Robust Nonparametric Testing Approaches for Spatial Regression
Kanghyun Wi, Hyoeun Kim, Tom\'a\v{s} Mrkvi\v{c}ka, Jorge Mateu, Jaewoo Park

TL;DR
This paper introduces a robust nonparametric Monte Carlo testing framework for spatial regression that effectively assesses covariate significance without relying on restrictive parametric assumptions.
Contribution
It develops a novel random shift-based testing approach that maintains validity under model misspecification and does not require a closed-form distribution of test statistics.
Findings
The method maintains the nominal significance level in simulations.
It achieves competitive power compared to parametric methods.

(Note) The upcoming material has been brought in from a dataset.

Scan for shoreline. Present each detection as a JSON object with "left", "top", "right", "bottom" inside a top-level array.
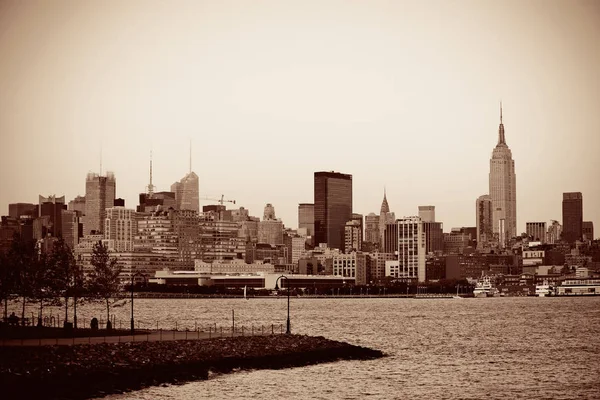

Parametric methods can have inflated type I error under misspecification.
Abstract
Reliable inference for spatial regression remains challenging because it requires the correct specification of the spatial dependence structure, the mean trend, and the error distribution. Existing parametric testing methods rely on restrictive assumptions that are difficult to verify in practice and can lead to inaccurate conclusions under misspecification. To address this, we develop a robust nonparametric Monte Carlo testing framework for spatial regression based on random shifts. We construct test statistics that measure the dependence between residuals, obtained after removing the effects of nuisance covariates, and the covariate of interest. This allows us to assess the significance of the covariate in the sense of partial correlation. The proposed framework enables robust inference across various models without requiring parametric assumptions or even a closed-form distribution…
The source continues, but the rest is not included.